# 55 Ford Steering box



## PSJ (Sep 20, 2011)

I want to rebuild my steering box on the 55 600 Ford, but my shop manual only shows a break down and rebuild procedure of the optional power steering box. Doesn't make sense, but the standard box has no detail. Does anyone know of a exploded view/part numbers of a standard steering box for this tractor? PJ


----------



## harry16 (Dec 8, 2011)

Try going to the *Ford New Holland Online Parts Store* on the internet. Click on "Look up Parts by equipment" button. You'll need to enter your actual model number rather than the 600 series number. Your model number will be defined by one of the following:

620: no PTO, hydraulics, or 3-point hitch
630: no PTO
640: four-speed
650: five-speed
660: five-speed, live PTO 

I expect that the steering boxes are all the same for the above models. After entering your model number, click on "4 cyl. ag. tractor, all purpose (1/55-12/57)".
Then click on "Front Axle & Steering" . Then click on "Standard Steering & Related Parts"
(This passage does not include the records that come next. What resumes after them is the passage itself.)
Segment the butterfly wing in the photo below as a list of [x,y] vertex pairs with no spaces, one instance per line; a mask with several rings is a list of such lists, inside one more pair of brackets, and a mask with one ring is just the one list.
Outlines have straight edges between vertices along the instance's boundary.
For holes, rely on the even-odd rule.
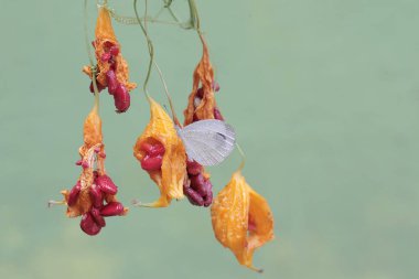
[[208,119],[193,122],[179,130],[187,157],[202,165],[223,162],[233,151],[236,133],[232,126]]

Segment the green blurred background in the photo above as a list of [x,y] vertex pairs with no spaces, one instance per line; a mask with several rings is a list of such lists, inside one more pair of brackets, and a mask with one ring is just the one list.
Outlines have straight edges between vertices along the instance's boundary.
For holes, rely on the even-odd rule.
[[[158,2],[157,0],[153,1]],[[179,3],[178,3],[179,2]],[[259,278],[214,238],[207,208],[131,208],[97,237],[50,198],[74,185],[93,104],[83,1],[0,0],[0,278]],[[132,15],[131,1],[110,1]],[[419,250],[419,1],[197,0],[222,90],[219,107],[267,197],[276,240],[259,249],[264,278],[416,278]],[[154,9],[151,7],[150,9]],[[174,9],[185,13],[185,1]],[[90,37],[96,18],[89,4]],[[139,26],[115,24],[131,78],[148,53]],[[150,24],[178,112],[201,57],[193,31]],[[150,92],[166,104],[153,72]],[[119,198],[157,186],[132,157],[149,119],[141,89],[114,112],[103,94],[106,167]],[[237,152],[212,168],[218,192]],[[261,278],[261,277],[260,277]]]

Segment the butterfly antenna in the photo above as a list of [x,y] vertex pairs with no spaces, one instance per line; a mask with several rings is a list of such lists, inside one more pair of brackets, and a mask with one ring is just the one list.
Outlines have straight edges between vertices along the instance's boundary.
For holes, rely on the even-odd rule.
[[160,79],[161,79],[161,83],[163,84],[163,87],[164,87],[164,94],[165,94],[165,97],[168,98],[169,100],[169,106],[170,106],[170,110],[172,111],[172,118],[173,118],[173,122],[178,126],[181,126],[180,122],[179,122],[179,119],[178,119],[178,116],[176,116],[176,112],[174,111],[174,107],[173,107],[173,101],[172,101],[172,97],[170,96],[170,93],[169,93],[169,89],[168,89],[168,85],[164,81],[164,76],[163,76],[163,73],[161,72],[159,65],[157,64],[157,62],[154,61],[154,66],[159,73],[159,76],[160,76]]
[[237,142],[236,142],[236,147],[237,147],[237,150],[238,150],[238,152],[240,153],[240,157],[241,157],[241,163],[238,167],[238,170],[241,171],[245,168],[246,155],[245,155],[245,152],[243,151],[241,147]]

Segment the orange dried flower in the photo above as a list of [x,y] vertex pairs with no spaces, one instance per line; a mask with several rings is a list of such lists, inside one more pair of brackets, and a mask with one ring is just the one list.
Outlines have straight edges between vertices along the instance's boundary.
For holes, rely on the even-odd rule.
[[[108,87],[109,94],[114,95],[117,111],[123,112],[130,105],[129,92],[137,85],[129,82],[128,64],[120,53],[121,46],[115,36],[106,7],[99,8],[93,45],[97,60],[97,87],[99,92]],[[89,66],[85,66],[83,72],[92,78],[93,72]],[[93,84],[90,84],[90,92],[94,92]]]
[[82,174],[71,191],[61,192],[64,195],[61,203],[67,204],[68,217],[83,215],[80,227],[86,234],[96,235],[106,225],[104,217],[128,212],[117,201],[118,187],[105,171],[101,119],[96,108],[85,119],[84,144],[78,152],[82,159],[76,164],[83,168]]
[[[193,73],[192,93],[187,99],[187,108],[183,111],[184,125],[203,119],[219,119],[223,117],[216,106],[214,97],[214,71],[210,62],[208,47],[203,37],[203,55]],[[200,87],[201,86],[201,87]]]
[[137,139],[133,155],[160,190],[160,198],[143,206],[164,207],[172,198],[183,197],[186,154],[170,116],[153,99],[149,101],[150,122]]
[[253,266],[255,249],[273,239],[273,216],[267,201],[246,182],[240,171],[215,197],[211,208],[215,237],[240,265]]

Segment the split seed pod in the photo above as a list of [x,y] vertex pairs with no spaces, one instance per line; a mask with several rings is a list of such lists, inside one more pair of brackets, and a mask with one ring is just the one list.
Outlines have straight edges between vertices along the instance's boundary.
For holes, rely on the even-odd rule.
[[[203,37],[202,42],[203,55],[193,73],[192,93],[187,99],[187,108],[183,111],[185,126],[192,124],[194,120],[215,118],[214,71],[210,62],[208,47]],[[200,84],[202,86],[201,88]],[[200,103],[196,104],[195,100],[200,100]]]
[[[67,204],[66,215],[83,215],[82,229],[88,235],[96,235],[105,226],[104,216],[126,215],[125,208],[116,198],[118,187],[105,171],[105,149],[101,135],[101,119],[94,108],[84,122],[84,144],[78,149],[83,171],[71,191],[64,190],[63,203]],[[96,169],[95,169],[96,164]],[[100,214],[100,210],[109,204],[118,205],[115,214]],[[115,206],[114,206],[115,207]],[[96,224],[96,223],[97,224]]]
[[[109,11],[106,7],[99,8],[93,45],[97,60],[96,81],[98,89],[108,87],[109,94],[114,95],[117,112],[125,112],[130,106],[129,92],[137,85],[129,82],[128,64],[121,55],[121,46],[115,36]],[[83,72],[92,78],[90,67],[85,66]],[[94,92],[92,84],[90,92]]]
[[253,266],[255,249],[273,239],[273,216],[267,201],[246,182],[240,171],[215,197],[211,208],[215,237],[240,265]]
[[162,144],[164,153],[162,155],[161,168],[148,170],[150,178],[160,190],[160,198],[144,206],[164,207],[172,198],[183,197],[183,183],[186,175],[186,154],[182,140],[179,138],[174,124],[164,109],[153,99],[150,101],[150,122],[146,130],[137,139],[133,147],[133,155],[141,163],[147,158],[144,147]]

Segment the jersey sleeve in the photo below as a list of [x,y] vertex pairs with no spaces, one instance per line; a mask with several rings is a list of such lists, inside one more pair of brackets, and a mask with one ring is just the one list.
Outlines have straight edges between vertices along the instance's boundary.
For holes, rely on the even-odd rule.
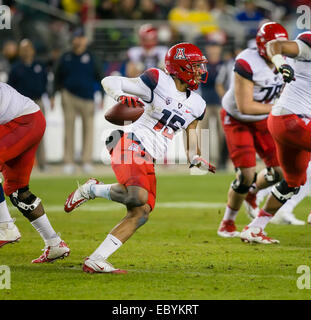
[[156,68],[148,69],[140,76],[140,79],[153,91],[159,82],[159,70]]
[[311,32],[303,32],[296,38],[296,43],[299,47],[298,59],[311,60]]
[[253,70],[249,63],[242,58],[239,58],[235,61],[234,72],[239,74],[241,77],[253,81]]
[[[191,93],[195,94],[194,92]],[[193,115],[196,120],[202,120],[204,118],[206,112],[206,102],[205,100],[198,94],[195,94],[193,100]]]
[[145,102],[152,101],[153,92],[141,78],[126,78],[109,76],[101,81],[106,93],[118,101],[122,95],[132,95],[141,98]]

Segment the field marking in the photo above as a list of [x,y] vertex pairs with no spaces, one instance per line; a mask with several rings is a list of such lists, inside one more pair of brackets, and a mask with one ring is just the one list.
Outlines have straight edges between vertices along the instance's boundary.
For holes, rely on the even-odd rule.
[[[217,209],[225,208],[226,204],[221,202],[158,202],[156,203],[155,209]],[[123,209],[122,204],[117,203],[101,203],[101,204],[86,204],[78,210],[90,211],[90,212],[102,212]],[[9,209],[16,209],[12,205],[9,205]],[[64,206],[61,205],[44,205],[44,209],[54,212],[64,211]],[[17,210],[17,209],[16,209]]]
[[[64,269],[71,269],[71,270],[79,270],[82,271],[81,267],[72,266],[70,268],[62,267]],[[280,278],[280,279],[287,279],[287,280],[296,280],[296,276],[285,276],[282,274],[246,274],[246,273],[230,273],[230,272],[211,272],[205,273],[200,271],[185,271],[185,270],[150,270],[150,269],[128,269],[125,268],[129,273],[154,273],[154,274],[176,274],[182,273],[183,275],[189,276],[204,276],[204,277],[215,277],[215,276],[226,276],[226,277],[246,277],[246,278]]]

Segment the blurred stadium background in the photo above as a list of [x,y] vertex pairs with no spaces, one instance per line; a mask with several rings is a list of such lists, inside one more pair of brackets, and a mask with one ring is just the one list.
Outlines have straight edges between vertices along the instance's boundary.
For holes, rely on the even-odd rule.
[[[0,46],[0,79],[6,82],[10,69],[19,59],[18,44],[22,39],[32,41],[36,59],[48,68],[47,93],[43,102],[47,119],[44,137],[46,158],[50,164],[63,162],[64,121],[60,94],[55,97],[55,107],[50,108],[49,96],[53,91],[54,66],[62,53],[71,47],[72,34],[83,27],[89,49],[100,60],[103,76],[133,75],[128,67],[129,49],[140,46],[139,30],[146,23],[157,29],[157,45],[171,46],[176,42],[189,41],[198,45],[210,60],[210,82],[202,88],[203,96],[215,96],[212,105],[220,105],[221,92],[216,88],[216,78],[222,65],[229,65],[235,54],[245,47],[255,45],[254,37],[261,23],[272,20],[282,23],[291,38],[297,29],[297,7],[311,6],[309,0],[7,0],[2,5],[10,7],[11,29],[2,29]],[[14,46],[15,44],[15,46]],[[10,46],[11,45],[11,46]],[[17,46],[16,46],[17,45]],[[210,50],[211,47],[220,50]],[[213,62],[215,60],[215,62]],[[137,68],[142,71],[143,67]],[[136,71],[137,71],[136,70]],[[225,76],[218,82],[226,89]],[[216,84],[215,84],[216,83]],[[94,84],[95,94],[93,163],[109,163],[104,140],[113,125],[104,119],[104,113],[112,105],[103,96],[100,86]],[[94,90],[95,90],[94,89]],[[50,92],[51,91],[51,92]],[[218,100],[217,100],[218,99]],[[218,102],[217,102],[218,101]],[[231,169],[225,148],[219,150],[222,139],[217,134],[217,120],[210,123],[211,161],[221,169]],[[82,123],[79,117],[75,128],[75,157],[82,149]],[[168,160],[176,158],[182,137],[176,139],[175,148]],[[102,153],[103,152],[103,153]],[[222,159],[219,159],[222,157]],[[179,158],[185,159],[183,151]],[[55,166],[53,166],[55,167]],[[58,166],[60,167],[60,166]]]

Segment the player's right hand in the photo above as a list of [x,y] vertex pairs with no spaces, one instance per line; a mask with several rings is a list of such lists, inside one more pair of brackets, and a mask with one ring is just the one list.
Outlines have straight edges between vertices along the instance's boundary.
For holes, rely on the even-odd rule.
[[295,81],[295,72],[294,69],[288,64],[282,64],[279,68],[279,72],[283,76],[284,82]]
[[140,101],[139,98],[137,97],[132,97],[132,96],[120,96],[118,99],[119,102],[121,102],[122,104],[126,104],[128,107],[142,107],[144,106],[144,104],[142,103],[142,101]]

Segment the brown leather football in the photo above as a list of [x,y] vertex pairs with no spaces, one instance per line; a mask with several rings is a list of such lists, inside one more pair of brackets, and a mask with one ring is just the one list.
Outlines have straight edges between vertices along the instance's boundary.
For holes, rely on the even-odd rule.
[[128,107],[118,102],[105,113],[105,119],[118,126],[124,126],[130,124],[129,122],[135,122],[144,111],[143,107]]

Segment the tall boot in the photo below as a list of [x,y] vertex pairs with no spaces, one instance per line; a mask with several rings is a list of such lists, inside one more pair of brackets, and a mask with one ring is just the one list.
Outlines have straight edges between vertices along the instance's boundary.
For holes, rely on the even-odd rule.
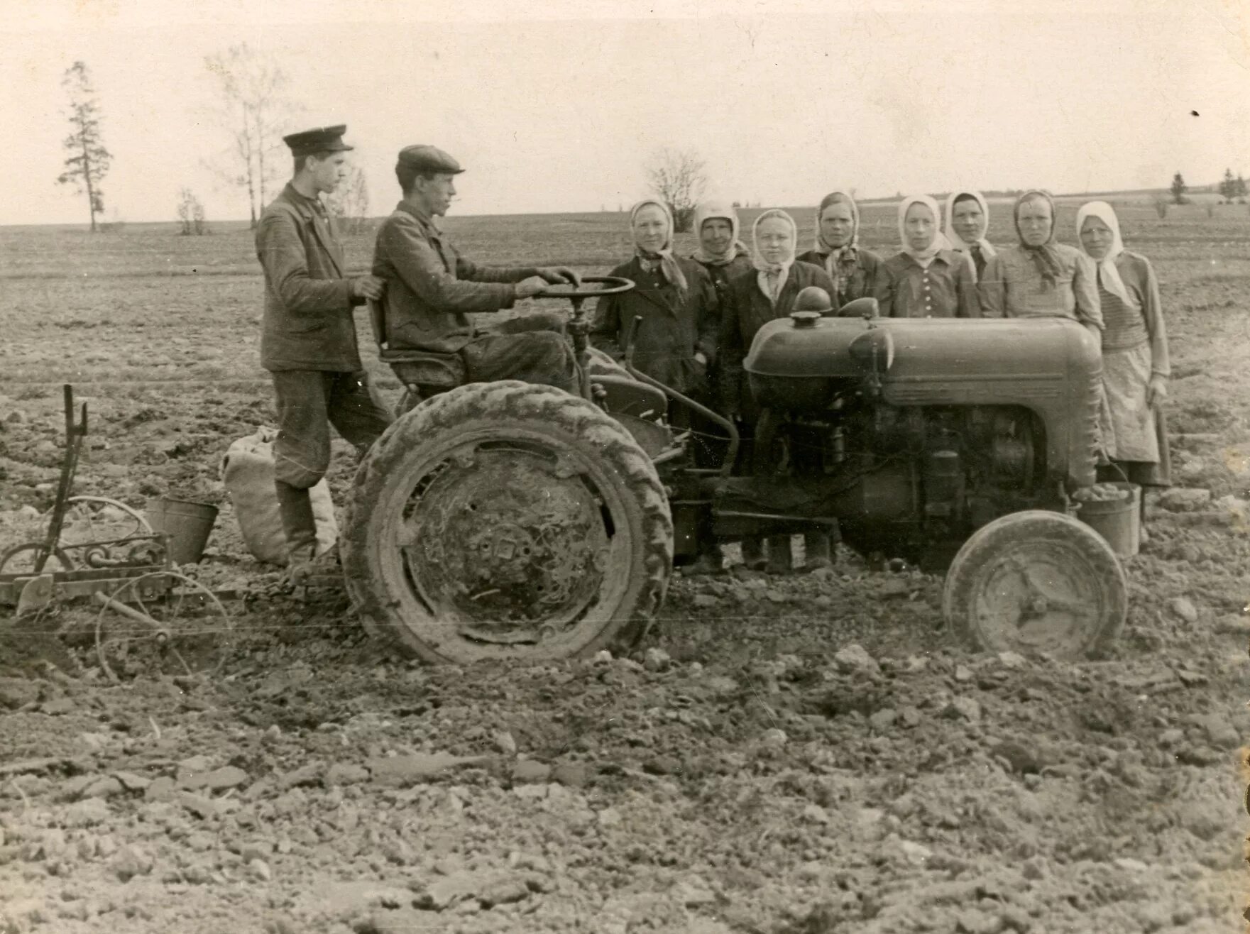
[[769,574],[789,574],[794,570],[789,535],[769,535]]
[[278,511],[282,519],[282,534],[286,536],[288,575],[296,578],[309,573],[316,556],[316,519],[312,515],[312,499],[306,489],[291,486],[275,480],[278,490]]
[[802,550],[806,555],[804,566],[808,570],[834,566],[834,559],[830,556],[828,534],[822,531],[805,531],[802,534]]

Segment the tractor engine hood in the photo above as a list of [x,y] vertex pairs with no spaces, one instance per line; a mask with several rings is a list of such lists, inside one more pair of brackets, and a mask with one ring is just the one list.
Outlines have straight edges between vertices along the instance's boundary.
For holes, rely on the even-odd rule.
[[826,405],[874,378],[898,405],[992,405],[1088,385],[1101,353],[1066,318],[782,318],[760,328],[742,366],[769,406]]
[[760,406],[821,416],[839,396],[890,406],[1022,406],[1048,469],[1094,483],[1102,355],[1068,318],[819,318],[769,321],[742,364]]

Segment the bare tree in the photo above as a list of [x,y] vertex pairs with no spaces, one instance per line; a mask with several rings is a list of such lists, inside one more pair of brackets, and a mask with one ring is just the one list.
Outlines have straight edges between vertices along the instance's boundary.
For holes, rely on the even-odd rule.
[[369,221],[369,183],[356,165],[348,166],[348,178],[328,199],[330,214],[341,221],[341,229],[359,234]]
[[58,185],[74,185],[81,195],[86,195],[88,210],[91,213],[91,233],[98,230],[95,215],[104,214],[104,193],[100,183],[112,156],[100,141],[100,105],[95,99],[95,88],[86,63],[79,60],[65,69],[61,86],[70,95],[70,135],[65,138],[65,171],[56,179]]
[[191,234],[200,236],[208,231],[204,224],[204,205],[189,188],[178,193],[178,219],[182,224],[182,236]]
[[672,211],[675,233],[690,230],[695,205],[708,186],[706,165],[692,149],[661,149],[646,166],[646,180]]
[[204,66],[218,83],[216,121],[230,146],[209,163],[219,178],[248,193],[251,225],[284,173],[281,128],[299,111],[286,96],[290,78],[271,58],[246,43],[210,55]]
[[1169,189],[1172,193],[1172,200],[1176,204],[1185,204],[1185,193],[1189,191],[1189,185],[1185,184],[1185,176],[1180,173],[1172,175],[1172,184]]

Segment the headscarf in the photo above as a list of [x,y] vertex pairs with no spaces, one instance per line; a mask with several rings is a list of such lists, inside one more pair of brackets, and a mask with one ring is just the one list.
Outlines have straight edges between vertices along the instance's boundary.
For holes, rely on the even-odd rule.
[[[1024,241],[1024,234],[1020,233],[1020,206],[1025,201],[1038,198],[1044,199],[1050,205],[1050,236],[1041,246],[1030,246]],[[1059,250],[1055,249],[1055,199],[1041,189],[1030,189],[1016,199],[1015,208],[1011,209],[1011,220],[1015,223],[1016,236],[1020,238],[1020,249],[1032,258],[1032,264],[1038,268],[1042,279],[1051,284],[1056,283],[1059,274],[1064,269],[1064,264],[1059,258]]]
[[660,273],[671,285],[678,286],[678,293],[681,295],[681,300],[685,301],[686,291],[689,291],[690,284],[686,281],[685,273],[681,271],[681,266],[678,264],[678,258],[672,255],[672,213],[669,211],[669,205],[651,198],[642,199],[629,209],[630,230],[632,231],[634,229],[634,218],[636,218],[638,213],[649,204],[654,204],[664,211],[664,220],[669,225],[669,233],[664,238],[664,246],[660,248],[659,253],[650,255],[635,243],[634,255],[641,261],[642,269],[649,273],[659,265]]
[[[790,255],[775,264],[765,260],[764,253],[760,250],[760,224],[769,218],[780,218],[790,225]],[[751,225],[751,245],[755,248],[755,256],[751,259],[751,263],[759,270],[756,281],[760,284],[760,291],[768,295],[769,300],[776,305],[778,296],[781,295],[785,280],[790,275],[790,266],[794,265],[794,254],[799,249],[799,225],[794,223],[794,218],[782,211],[780,208],[769,208],[766,211],[760,214],[760,216],[755,219],[755,224]],[[775,276],[775,290],[772,283],[770,283],[771,276]]]
[[[925,250],[912,250],[908,246],[908,209],[914,204],[922,204],[934,213],[934,241]],[[902,251],[921,266],[928,268],[939,250],[950,249],[950,240],[946,239],[946,235],[941,233],[941,228],[939,226],[941,214],[938,210],[938,203],[929,195],[909,195],[899,205],[899,240],[902,244]]]
[[[1089,255],[1089,250],[1085,249],[1085,241],[1081,240],[1081,228],[1085,226],[1086,218],[1098,218],[1111,228],[1111,249],[1106,251],[1106,256],[1095,260],[1099,276],[1102,280],[1102,288],[1129,308],[1138,308],[1139,303],[1129,298],[1129,290],[1124,288],[1120,270],[1115,265],[1115,258],[1124,253],[1124,240],[1120,238],[1120,219],[1115,216],[1115,208],[1106,201],[1090,201],[1089,204],[1082,204],[1080,210],[1076,211],[1076,243],[1081,245],[1085,255]],[[1094,258],[1090,256],[1090,259]]]
[[[719,256],[708,253],[708,249],[702,244],[704,221],[714,219],[728,220],[730,228],[729,249]],[[730,205],[724,201],[704,201],[695,208],[695,234],[699,236],[699,249],[694,251],[694,259],[712,266],[724,266],[732,263],[739,254],[744,256],[749,255],[750,250],[746,249],[746,244],[738,239],[741,234],[741,228],[742,225],[738,220],[738,211]]]
[[[825,234],[820,229],[820,218],[825,209],[839,201],[849,204],[851,208],[851,239],[845,246],[834,246],[826,241]],[[838,281],[838,266],[844,259],[854,261],[859,258],[859,205],[855,204],[855,199],[849,193],[830,191],[820,199],[820,206],[816,209],[816,243],[812,249],[825,258],[825,271],[834,281]]]
[[[950,195],[946,196],[946,229],[945,229],[946,239],[950,240],[951,249],[959,250],[960,253],[966,253],[969,256],[972,255],[974,246],[981,248],[982,256],[994,256],[998,254],[998,250],[994,249],[994,245],[989,240],[986,240],[985,236],[981,236],[981,239],[978,240],[975,244],[970,244],[965,243],[964,238],[961,238],[959,234],[955,233],[955,201],[959,201],[961,199],[966,200],[969,195],[975,198],[976,203],[981,206],[981,214],[985,215],[985,228],[986,230],[989,230],[990,206],[989,204],[985,203],[985,199],[981,196],[981,193],[951,191]],[[972,278],[974,279],[976,278],[975,263],[972,264]]]

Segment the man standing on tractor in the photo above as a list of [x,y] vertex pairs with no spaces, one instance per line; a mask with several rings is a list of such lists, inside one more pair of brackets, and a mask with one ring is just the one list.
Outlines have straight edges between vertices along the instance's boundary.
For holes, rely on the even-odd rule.
[[[352,316],[356,305],[380,298],[385,284],[344,274],[342,246],[319,199],[346,176],[346,130],[322,126],[282,138],[295,176],[256,225],[265,271],[260,361],[272,373],[278,396],[274,481],[295,583],[312,573],[318,556],[309,489],[330,466],[330,425],[364,453],[390,424],[369,391]],[[335,563],[335,553],[326,560]]]
[[438,218],[456,194],[464,169],[441,149],[400,150],[395,176],[404,193],[378,231],[374,275],[386,283],[386,344],[459,356],[465,381],[520,379],[576,394],[578,366],[562,318],[531,314],[478,328],[470,311],[510,309],[548,285],[580,284],[565,266],[479,266],[442,233]]

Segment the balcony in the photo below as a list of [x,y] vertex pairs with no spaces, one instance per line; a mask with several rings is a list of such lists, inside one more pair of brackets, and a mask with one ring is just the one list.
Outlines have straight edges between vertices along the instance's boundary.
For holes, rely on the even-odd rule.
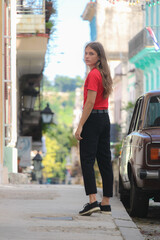
[[45,1],[36,2],[17,0],[17,34],[45,33]]
[[[160,40],[160,26],[152,27],[157,40]],[[140,51],[145,48],[152,48],[153,47],[153,40],[150,37],[146,28],[142,29],[135,37],[133,37],[129,41],[129,59],[137,55]]]

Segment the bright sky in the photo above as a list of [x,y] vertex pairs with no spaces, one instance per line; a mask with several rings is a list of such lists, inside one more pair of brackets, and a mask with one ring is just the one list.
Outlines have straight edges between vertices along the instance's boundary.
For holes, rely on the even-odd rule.
[[89,0],[57,0],[56,31],[49,42],[44,75],[85,76],[84,46],[90,41],[89,22],[81,17]]

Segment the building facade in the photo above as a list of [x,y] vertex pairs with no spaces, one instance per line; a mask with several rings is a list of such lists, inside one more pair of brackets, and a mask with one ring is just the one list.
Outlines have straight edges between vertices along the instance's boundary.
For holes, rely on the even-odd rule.
[[17,172],[16,124],[16,24],[15,1],[2,0],[1,11],[1,117],[0,182],[8,182],[8,172]]
[[91,41],[99,41],[105,48],[114,82],[109,104],[111,127],[122,125],[124,132],[126,113],[122,109],[136,99],[135,76],[139,74],[134,64],[128,63],[128,42],[143,28],[144,12],[141,4],[97,0],[87,4],[82,18],[90,23]]
[[129,60],[136,69],[141,70],[143,92],[160,88],[160,51],[154,48],[153,40],[146,27],[150,27],[160,43],[160,3],[146,1],[144,28],[129,42]]

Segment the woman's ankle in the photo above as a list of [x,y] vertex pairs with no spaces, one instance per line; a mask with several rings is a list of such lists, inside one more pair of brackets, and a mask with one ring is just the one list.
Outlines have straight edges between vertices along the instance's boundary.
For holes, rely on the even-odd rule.
[[96,202],[97,199],[96,199],[96,194],[90,194],[89,195],[89,203],[93,203],[93,202]]
[[103,198],[102,198],[102,201],[101,201],[101,206],[109,205],[109,200],[110,200],[110,198],[108,198],[108,197],[103,197]]

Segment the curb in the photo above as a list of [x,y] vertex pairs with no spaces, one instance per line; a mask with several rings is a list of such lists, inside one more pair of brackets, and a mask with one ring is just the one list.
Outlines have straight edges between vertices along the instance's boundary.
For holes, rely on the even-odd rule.
[[[98,193],[102,196],[102,191],[99,189]],[[124,240],[145,240],[139,228],[132,221],[121,201],[118,197],[113,197],[110,200],[112,206],[112,218],[119,229]]]

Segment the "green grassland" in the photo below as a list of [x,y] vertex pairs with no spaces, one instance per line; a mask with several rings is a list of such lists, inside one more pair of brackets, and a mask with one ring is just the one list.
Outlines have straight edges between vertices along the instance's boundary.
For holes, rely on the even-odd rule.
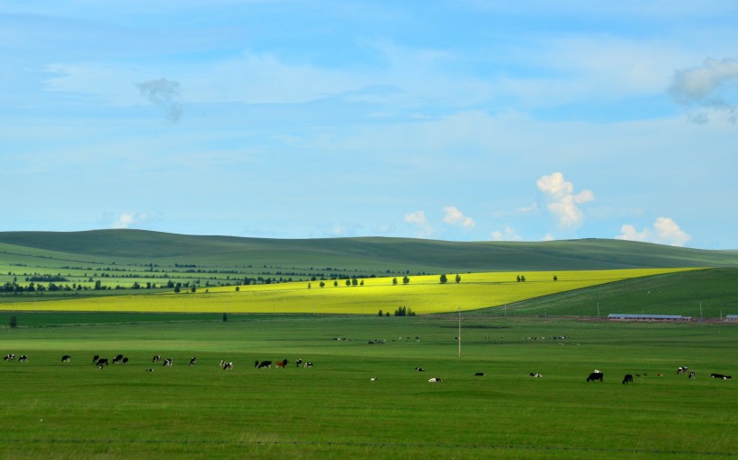
[[[22,313],[34,327],[0,329],[3,351],[30,358],[0,362],[2,458],[738,456],[735,380],[709,377],[735,375],[731,324],[473,312],[461,315],[459,347],[456,314],[69,314],[76,325]],[[118,353],[130,363],[92,364]],[[175,365],[152,365],[154,354]],[[283,358],[314,367],[253,366]],[[585,382],[594,368],[604,382]],[[622,385],[626,373],[639,376]]]

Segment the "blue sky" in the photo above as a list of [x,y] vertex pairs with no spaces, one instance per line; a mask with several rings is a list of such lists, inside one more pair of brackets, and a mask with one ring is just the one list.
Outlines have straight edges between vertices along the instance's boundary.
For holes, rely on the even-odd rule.
[[738,3],[0,2],[0,231],[738,249]]

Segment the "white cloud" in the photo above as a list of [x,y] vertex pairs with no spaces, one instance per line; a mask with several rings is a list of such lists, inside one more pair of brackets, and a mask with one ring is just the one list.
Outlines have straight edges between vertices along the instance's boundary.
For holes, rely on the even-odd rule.
[[584,220],[584,213],[577,205],[593,201],[594,193],[585,190],[574,193],[574,185],[567,181],[561,172],[543,176],[536,182],[538,190],[548,195],[550,202],[546,206],[549,211],[559,220],[559,226],[573,227]]
[[144,213],[122,213],[118,217],[112,228],[130,228],[134,226],[140,225],[148,220],[148,216]]
[[617,240],[641,241],[671,246],[683,246],[692,239],[669,217],[658,217],[652,227],[645,227],[640,232],[634,226],[626,224],[620,228],[620,232],[621,234],[615,237]]
[[[702,66],[674,72],[671,96],[680,104],[706,110],[714,114],[727,115],[732,122],[738,118],[738,60],[706,59]],[[705,113],[689,115],[690,119],[704,123],[709,119]]]
[[516,233],[510,226],[505,226],[505,230],[496,230],[491,234],[492,241],[523,241],[523,237]]
[[444,208],[444,223],[451,226],[461,226],[464,228],[473,228],[474,221],[472,217],[467,217],[454,206]]
[[430,226],[426,218],[426,213],[423,211],[415,211],[405,215],[405,222],[412,224],[417,226],[417,235],[419,238],[430,236],[433,233],[433,227]]

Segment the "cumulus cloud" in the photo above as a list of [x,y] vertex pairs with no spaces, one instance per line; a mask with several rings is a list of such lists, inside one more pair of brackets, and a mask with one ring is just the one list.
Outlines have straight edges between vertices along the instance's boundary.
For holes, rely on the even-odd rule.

You can print out the parts diagram. They also have a detailed parts list to go with the diagram. MESSICK's offers this same capability to look up parts and they provide prices if the part is available.


----------



## PSJ (Sep 20, 2011)

harry16 said:


> Try going to the *Ford New Holland Online Parts Store* on the internet. Click on "Look up Parts by equipment" button. You'll need to enter your actual model number rather than the 600 series number. Your model number will be defined by one of the following:
> 
> 620: no PTO, hydraulics, or 3-point hitch
> 630: no PTO
> ...


Harry, Thanks for the information. My steering box was illustrated in the steering parts section. Problem is, they no longer supply parts for the 640 steering box, so no exploded view of the box. PJ


----------



## PSJ (Sep 20, 2011)

Well, I just found out that the New Holland site is not showing any parts for the 600 series. They say to go to the nearest dealer. PJ


----------